Suppose that the GLIMMIX procedure processes your data by subjects (see the section Processing by Subjects) and let $n_ i$ denote the number of observations per subject, $i=1,\ldots ,s$. Arguments in Vonesh (1996) show that the maximum likelihood estimator based on the Laplace approximation is a consistent estimator to order $O_ p\{ \max \{ 1/\sqrt {s}\} ,1/\min \{ n_ i\} \} $. In other words, as the number of subjects and the number of observations per subject grows, the small-sample bias of the Laplace estimator disappears. Note that the term involving the number of subjects in this maximum relates to standard asymptotic theory, and the term involving the number of observations per subject relates to the accuracy of the Laplace approximation (Vonesh, 1996). In the case where random effects enter the model linearly, the Laplace approximation is exact and the requirement that $\min \{ n_ i\}  \rightarrow \infty $ can be dropped.

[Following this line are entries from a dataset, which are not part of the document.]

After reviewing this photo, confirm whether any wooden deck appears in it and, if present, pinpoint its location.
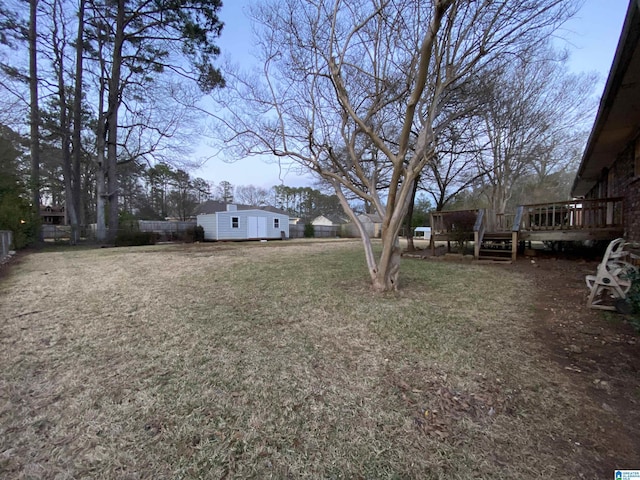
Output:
[431,197,624,260]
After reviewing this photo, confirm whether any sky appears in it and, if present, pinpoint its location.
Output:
[193,0,629,188]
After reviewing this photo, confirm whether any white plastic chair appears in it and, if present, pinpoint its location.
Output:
[585,238,637,310]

If your model is not processed by subjects but is equivalent to a subject model, the asymptotics with respect to s still apply, because the Hessian matrix of the suboptimization for $\bgamma $ breaks into s separate blocks. For example, the following two models are equivalent with respect to s and $n_ i$, although only for the first model does PROC GLIMMIX process the data explicitly by subjects:

proc glimmix method=laplace;
   class sub A;
   model y = A;
   random intercept / subject=sub;
run;
proc glimmix method=laplace;
   class sub A;
   model y = A;
   random sub;
run;

The same holds, for example, for models with independent nested random effects. The following two models are equivalent, and you can derive asymptotic properties related to s and $\min \{ n_ i\} $ from the model in the first run:

proc glimmix method=laplace;
   class A B block;
   model y = A B A*B;
   random intercept A / subject=block;
run;

proc glimmix method=laplace;
   class A B block;
   model y = A B A*B;
   random block a*block;
run;

The Laplace approximation requires that the dimension of the integral does not increase with the size of the sample. Otherwise the error of the likelihood approximation does not diminish with $n_ i$. This is the case, for example, with exchangeable arrays (Shun and McCullagh, 1995), crossed random effects (Shun, 1997), and correlated random effects of arbitrary dimension (Raudenbush, Yang, and Yosef, 2000). Results in Shun (1997), for example, show that even in this case the standard Laplace approximation has smaller bias than pseudo-likelihood estimates.